Discovering Discontinued Projects – Part 1

Discovering Discontinued Projects – Part 1



Lately, I’ve been going through my Lightroom folders making sure my catalog categories are up to date and noticed several projects in which I just fell out of photographing. Therefore, the post is dedicated to works left unfinished, and sadly discounted.

First up — The Crosswalk 

Photographed roughly five years ago, the purpose of this exercise was to explore how people arrange themselves while waiting to cross the street. The white crosswalk lines as well as nearby signage provided a nice natural frame, and a busy street almost aways provide subjects.

What particularly attracted me to creating these photographs was the variety of colors and faces that  were able to be grouped together in this fashion. By shooting mostly in Manhattan,  the hope was to display the vast amount diversity in this city in a easily accessible place. And for time, it was going well, albeit sporadically between 2011 and 2012, until I stopped.

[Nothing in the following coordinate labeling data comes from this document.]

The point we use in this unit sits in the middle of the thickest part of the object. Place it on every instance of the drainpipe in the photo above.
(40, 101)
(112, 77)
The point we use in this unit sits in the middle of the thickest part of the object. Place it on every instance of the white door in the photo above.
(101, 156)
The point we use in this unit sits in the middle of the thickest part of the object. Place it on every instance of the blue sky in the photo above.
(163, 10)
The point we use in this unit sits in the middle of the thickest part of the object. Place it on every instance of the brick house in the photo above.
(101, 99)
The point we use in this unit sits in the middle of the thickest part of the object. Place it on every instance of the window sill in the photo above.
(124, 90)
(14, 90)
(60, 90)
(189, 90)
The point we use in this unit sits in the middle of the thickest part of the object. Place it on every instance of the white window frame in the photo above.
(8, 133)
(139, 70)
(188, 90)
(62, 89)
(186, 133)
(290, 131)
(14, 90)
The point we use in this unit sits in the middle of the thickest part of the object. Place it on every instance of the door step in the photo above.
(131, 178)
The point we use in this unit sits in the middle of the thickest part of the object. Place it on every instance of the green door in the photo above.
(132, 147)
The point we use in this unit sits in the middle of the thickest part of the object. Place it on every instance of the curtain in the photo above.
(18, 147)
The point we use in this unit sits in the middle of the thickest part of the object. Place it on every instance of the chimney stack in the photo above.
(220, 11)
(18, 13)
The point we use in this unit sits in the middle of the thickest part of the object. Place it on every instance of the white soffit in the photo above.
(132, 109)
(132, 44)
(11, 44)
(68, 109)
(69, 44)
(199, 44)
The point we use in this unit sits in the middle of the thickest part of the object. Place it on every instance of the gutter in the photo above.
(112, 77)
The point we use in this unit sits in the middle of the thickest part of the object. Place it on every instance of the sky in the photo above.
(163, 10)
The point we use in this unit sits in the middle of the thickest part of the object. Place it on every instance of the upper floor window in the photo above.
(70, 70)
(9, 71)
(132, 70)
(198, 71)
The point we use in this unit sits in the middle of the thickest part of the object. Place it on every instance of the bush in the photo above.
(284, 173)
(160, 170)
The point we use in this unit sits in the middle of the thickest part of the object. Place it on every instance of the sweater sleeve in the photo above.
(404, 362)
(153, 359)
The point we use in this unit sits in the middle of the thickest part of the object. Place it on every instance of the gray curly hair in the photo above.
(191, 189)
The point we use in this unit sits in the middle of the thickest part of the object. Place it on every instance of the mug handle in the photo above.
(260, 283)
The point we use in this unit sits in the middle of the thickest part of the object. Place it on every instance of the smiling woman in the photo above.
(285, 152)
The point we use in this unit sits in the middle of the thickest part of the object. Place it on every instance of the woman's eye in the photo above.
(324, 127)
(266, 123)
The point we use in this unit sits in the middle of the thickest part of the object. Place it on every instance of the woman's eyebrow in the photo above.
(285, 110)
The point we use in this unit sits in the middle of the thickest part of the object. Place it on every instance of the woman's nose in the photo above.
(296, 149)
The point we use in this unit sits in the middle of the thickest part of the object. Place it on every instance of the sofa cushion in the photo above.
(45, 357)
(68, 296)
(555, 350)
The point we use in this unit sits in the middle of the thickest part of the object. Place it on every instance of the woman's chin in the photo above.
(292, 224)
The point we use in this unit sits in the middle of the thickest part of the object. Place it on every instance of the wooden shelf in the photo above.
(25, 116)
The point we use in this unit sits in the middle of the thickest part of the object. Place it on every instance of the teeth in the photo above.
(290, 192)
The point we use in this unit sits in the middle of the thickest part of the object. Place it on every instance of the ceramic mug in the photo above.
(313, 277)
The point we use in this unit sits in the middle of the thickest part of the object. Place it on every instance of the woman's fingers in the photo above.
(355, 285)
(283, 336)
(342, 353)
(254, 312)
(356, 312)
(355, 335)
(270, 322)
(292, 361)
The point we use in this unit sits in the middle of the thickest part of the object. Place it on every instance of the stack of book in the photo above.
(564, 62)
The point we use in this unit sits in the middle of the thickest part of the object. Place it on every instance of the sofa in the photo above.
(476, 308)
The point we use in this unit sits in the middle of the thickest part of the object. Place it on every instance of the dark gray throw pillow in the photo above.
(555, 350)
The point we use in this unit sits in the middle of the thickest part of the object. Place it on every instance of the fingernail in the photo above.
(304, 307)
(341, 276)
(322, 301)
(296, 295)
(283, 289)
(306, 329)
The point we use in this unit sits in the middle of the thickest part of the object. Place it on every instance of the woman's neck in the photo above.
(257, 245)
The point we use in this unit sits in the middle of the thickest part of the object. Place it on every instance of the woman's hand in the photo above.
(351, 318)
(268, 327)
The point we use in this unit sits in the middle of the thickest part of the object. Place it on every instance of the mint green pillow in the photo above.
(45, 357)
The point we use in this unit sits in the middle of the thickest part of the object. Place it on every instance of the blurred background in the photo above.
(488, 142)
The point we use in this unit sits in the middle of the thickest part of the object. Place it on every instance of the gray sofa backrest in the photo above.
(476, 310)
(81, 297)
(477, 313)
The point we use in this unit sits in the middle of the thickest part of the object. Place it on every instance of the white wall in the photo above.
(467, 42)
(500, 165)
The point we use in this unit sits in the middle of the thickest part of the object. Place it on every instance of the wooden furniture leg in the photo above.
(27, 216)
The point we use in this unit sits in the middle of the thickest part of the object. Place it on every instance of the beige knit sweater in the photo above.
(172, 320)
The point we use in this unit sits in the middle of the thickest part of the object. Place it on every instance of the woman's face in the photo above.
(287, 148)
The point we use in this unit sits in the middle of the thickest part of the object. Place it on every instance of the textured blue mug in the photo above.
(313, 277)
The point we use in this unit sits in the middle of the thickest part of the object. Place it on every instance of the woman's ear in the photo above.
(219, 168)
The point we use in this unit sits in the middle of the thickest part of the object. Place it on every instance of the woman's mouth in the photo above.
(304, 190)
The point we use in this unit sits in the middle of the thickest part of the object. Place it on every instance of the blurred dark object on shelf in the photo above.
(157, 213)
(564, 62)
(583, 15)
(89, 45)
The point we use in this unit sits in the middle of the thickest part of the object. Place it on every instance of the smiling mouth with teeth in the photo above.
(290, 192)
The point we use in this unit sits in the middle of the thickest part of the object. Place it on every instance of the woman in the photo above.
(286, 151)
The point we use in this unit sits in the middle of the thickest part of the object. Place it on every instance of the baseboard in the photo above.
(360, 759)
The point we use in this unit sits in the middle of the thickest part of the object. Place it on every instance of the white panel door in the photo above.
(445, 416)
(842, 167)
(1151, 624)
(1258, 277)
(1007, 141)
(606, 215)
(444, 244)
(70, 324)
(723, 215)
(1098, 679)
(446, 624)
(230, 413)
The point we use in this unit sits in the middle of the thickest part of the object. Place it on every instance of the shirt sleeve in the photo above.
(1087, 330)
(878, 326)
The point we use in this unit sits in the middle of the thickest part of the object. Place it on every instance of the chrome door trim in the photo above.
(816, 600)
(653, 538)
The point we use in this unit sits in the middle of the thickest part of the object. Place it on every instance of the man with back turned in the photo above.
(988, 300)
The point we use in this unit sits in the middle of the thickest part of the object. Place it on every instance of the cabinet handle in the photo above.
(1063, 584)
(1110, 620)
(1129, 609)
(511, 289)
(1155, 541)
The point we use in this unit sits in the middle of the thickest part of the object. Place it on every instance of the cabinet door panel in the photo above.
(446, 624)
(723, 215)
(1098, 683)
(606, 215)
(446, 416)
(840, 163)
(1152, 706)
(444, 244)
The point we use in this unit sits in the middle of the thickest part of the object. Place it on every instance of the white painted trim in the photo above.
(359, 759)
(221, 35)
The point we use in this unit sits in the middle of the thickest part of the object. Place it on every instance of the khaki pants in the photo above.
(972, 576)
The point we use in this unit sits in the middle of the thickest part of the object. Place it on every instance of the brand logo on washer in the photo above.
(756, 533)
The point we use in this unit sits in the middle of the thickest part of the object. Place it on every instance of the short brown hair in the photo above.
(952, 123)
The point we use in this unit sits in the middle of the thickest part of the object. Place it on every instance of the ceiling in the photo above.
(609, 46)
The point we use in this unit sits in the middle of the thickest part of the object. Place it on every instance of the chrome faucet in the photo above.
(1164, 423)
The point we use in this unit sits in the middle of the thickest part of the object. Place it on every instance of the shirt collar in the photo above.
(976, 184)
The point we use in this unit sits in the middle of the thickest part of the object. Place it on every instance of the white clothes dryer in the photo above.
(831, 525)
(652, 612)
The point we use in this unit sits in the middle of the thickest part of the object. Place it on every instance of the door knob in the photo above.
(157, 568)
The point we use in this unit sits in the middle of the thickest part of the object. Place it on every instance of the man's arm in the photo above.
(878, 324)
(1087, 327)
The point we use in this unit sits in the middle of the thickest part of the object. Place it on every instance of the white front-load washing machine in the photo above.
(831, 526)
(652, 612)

Fordham Rd. and Jerome Avenue. © 2012 Osjua A. Newton
38th and 7th Avenue. © 2012 Osjua A. Newton
40th and 6th Avenue. © 2012 Osjua A. Newton

Sometimes other projects or responsibilities get in the way; in this case it could have been preparing Foot Traffic for a show, but look backing now, perhaps I thought the photographs were too easy, too random. I have been pondering a lot with my work lately about if “quantity can equal quality;” and what I mean is that can a seemingly repetitive series of work produce sensible art? I already did it with Foot Traffic, currently doing so in “Park Sanctuaries” (which part of the objective is to find uniqueness within sameness), so the progression of my work usually usually involves around creating large groupings to define a concept. But with “The Crosswalk”, I felt as though I waiting for subject to come into the frame as I machine gunned photographs through various busy streets with no aspect of control which I believe is critical to creating art.


Park Avenue and 59th Street. © 2012 Osjua A. Newton

Some could argue, however, that the mere aspect of deciding to frame these people within the theme of crosswalks is the control necessary of an artist. When I think of projects like these I look at the works of Michael Wolf – Tokyo Compressions or a series of portraits at London Bus stops (can’t find the link but I remember seeing it around 2013), that photographic art can be produced within a simple context along it as it has proper curation to express drama and emotion that fits the mission of the work.

Perhaps I will come back to this project and remove it from the discontinued pile.